Quelques minutes après le concert, Gérald de Palmas nous livre ses premières impressions. C’est un artiste heureux de revenir à ses racines, d’avoir partagé sa musique avec des Réunionnais plus
que ravis de retrouver cet enfant du pays,
qui a déployé ses ailes ailleurs.

Impressions


¤ Comment s’est passé ce premier concert ?
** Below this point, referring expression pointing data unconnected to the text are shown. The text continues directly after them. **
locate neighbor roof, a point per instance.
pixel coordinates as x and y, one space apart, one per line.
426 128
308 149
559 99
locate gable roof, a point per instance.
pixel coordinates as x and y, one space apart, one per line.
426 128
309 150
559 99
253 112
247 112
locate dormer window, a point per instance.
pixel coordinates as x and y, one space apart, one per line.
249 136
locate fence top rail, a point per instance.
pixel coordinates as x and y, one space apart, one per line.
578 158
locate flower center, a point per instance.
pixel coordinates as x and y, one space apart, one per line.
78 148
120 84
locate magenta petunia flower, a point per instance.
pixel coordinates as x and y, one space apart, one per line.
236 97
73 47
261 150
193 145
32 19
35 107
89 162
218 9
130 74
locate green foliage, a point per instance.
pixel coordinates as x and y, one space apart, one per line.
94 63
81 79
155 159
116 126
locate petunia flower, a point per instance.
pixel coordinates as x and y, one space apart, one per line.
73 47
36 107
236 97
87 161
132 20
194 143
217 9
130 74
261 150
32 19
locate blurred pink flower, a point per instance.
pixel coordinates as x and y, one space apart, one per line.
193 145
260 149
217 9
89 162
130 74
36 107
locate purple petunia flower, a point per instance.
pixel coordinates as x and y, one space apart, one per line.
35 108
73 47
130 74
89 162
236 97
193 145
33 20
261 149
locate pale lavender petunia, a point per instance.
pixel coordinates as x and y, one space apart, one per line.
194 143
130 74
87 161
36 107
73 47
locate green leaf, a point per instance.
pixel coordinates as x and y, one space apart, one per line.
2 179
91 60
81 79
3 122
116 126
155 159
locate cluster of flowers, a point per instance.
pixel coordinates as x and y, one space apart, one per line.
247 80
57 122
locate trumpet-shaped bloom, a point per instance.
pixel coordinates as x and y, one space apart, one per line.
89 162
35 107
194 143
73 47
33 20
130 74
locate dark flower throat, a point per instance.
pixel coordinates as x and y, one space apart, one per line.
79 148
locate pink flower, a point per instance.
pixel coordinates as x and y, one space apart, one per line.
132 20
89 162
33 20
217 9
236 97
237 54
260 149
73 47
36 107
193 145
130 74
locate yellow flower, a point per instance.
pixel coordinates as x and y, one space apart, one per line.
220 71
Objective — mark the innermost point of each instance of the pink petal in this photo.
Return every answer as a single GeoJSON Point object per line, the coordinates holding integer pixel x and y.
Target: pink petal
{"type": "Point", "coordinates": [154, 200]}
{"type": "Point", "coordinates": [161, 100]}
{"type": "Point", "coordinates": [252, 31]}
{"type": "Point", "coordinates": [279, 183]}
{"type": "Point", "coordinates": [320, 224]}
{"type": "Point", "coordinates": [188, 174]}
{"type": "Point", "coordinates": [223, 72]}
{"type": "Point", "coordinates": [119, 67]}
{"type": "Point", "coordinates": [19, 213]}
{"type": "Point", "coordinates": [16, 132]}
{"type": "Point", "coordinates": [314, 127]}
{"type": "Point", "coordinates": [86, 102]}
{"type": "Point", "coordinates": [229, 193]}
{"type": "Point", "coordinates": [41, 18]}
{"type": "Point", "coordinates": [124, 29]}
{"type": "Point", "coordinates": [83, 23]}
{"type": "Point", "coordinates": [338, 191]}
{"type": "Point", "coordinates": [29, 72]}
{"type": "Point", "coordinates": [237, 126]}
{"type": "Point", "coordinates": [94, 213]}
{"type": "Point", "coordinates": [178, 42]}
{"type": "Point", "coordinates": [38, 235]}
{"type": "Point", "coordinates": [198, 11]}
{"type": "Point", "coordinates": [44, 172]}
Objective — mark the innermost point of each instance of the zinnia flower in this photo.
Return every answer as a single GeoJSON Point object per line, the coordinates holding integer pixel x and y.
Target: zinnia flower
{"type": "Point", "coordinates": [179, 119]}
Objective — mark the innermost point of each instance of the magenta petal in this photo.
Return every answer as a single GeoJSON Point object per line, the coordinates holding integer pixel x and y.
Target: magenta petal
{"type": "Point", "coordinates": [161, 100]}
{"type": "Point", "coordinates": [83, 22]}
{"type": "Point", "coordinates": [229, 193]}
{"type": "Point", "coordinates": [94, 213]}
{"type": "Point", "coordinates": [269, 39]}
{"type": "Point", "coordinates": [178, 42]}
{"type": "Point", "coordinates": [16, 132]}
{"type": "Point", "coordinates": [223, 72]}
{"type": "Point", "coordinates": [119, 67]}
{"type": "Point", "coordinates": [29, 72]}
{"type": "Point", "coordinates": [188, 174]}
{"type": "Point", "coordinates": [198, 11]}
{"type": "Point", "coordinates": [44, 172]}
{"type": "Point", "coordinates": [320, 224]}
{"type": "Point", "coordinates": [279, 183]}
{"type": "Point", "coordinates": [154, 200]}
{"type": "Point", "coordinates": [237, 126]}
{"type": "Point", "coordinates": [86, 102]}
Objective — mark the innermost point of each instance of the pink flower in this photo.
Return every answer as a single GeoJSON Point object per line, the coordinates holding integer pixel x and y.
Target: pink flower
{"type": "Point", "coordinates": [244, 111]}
C’était notre première date de cette tournée et avec ce spectacle. Je pense que ça s’est plutôt bien déroulé. Au départ, ça ne devait pas se passer comme ça, mais on était en retard sur les répétitions et la Réunion s’est trouvée en premier. Et c’est très bien. Quand on commence une tournée, l’ordre des chansons est difficile à trouver. On essaie un premier déroulé et on réajuste en fonction des réactions du public. Mais on ne peut pas le faire à l’avance. Il y aura sûrement des changements d’ordre pour les autres concerts.



¤ Et le public ?

Le public était très chaleureux. Déjà, avec une telle température dehors, c’est beaucoup plus facile d’entraîner les gens. Quand on monte sur scène, on est tout de suite dans le bain. Ce n’est vraiment pas pareil quand il fait cinq degrés dehors. Et ça m’a fait d’autant plus plaisir que je suis réunionnais. Toute la famille du côté de ma mère était dans le public.
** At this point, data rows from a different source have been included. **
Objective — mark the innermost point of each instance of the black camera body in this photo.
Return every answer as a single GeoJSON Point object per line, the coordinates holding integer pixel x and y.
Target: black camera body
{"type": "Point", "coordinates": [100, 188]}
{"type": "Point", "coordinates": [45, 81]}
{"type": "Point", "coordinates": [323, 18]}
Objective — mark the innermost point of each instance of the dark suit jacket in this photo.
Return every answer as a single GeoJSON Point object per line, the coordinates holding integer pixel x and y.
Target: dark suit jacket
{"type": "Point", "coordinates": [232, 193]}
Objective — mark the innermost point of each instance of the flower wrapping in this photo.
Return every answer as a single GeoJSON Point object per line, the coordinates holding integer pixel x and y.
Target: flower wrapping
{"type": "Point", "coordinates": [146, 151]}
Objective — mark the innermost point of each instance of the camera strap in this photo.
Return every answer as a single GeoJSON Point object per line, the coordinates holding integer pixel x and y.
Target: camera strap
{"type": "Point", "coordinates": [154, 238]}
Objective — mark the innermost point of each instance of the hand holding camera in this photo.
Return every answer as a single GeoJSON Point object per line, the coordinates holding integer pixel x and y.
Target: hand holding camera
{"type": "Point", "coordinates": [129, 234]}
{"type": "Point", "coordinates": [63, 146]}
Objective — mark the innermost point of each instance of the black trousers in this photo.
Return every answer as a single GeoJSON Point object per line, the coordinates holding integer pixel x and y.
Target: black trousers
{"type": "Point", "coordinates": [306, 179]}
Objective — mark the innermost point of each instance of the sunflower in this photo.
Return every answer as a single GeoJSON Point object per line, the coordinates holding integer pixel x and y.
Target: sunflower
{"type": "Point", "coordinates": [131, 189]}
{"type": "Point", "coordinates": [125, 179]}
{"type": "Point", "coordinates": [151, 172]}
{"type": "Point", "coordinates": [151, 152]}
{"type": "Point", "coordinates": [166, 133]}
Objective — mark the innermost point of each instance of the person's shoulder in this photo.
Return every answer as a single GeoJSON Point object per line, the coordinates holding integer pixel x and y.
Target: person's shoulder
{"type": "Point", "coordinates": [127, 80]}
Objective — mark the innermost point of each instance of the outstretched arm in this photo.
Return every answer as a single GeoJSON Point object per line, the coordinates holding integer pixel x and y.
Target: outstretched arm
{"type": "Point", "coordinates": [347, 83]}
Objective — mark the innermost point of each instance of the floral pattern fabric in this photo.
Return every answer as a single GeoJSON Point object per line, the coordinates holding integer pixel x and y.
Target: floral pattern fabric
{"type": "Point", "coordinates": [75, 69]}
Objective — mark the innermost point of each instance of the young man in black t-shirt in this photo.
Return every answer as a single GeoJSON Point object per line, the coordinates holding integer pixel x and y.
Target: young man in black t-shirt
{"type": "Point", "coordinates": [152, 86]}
¤ La Réunion est un pays de musiciens. Ça vous a influencé ?

À mon époque, ce n’était pas vraiment comme ça. Je me souviens d’un rythme assez lancinant, beaucoup de percussions, des chansons mélancoliques et tristes. C’est un peu l’opposé de ce qu’on pourrait imaginer venant d’une musique des îles. Bien sûr, il y a des ségas très entraînants, mais ce ne sont pas ces chansons-là qui sont restées dans ma mémoire. Ça m’a sûrement inspiré. Je trouve plus intéressant d’écrire des chansons tristes. Le bonheur, je préfère essayer de le vivre.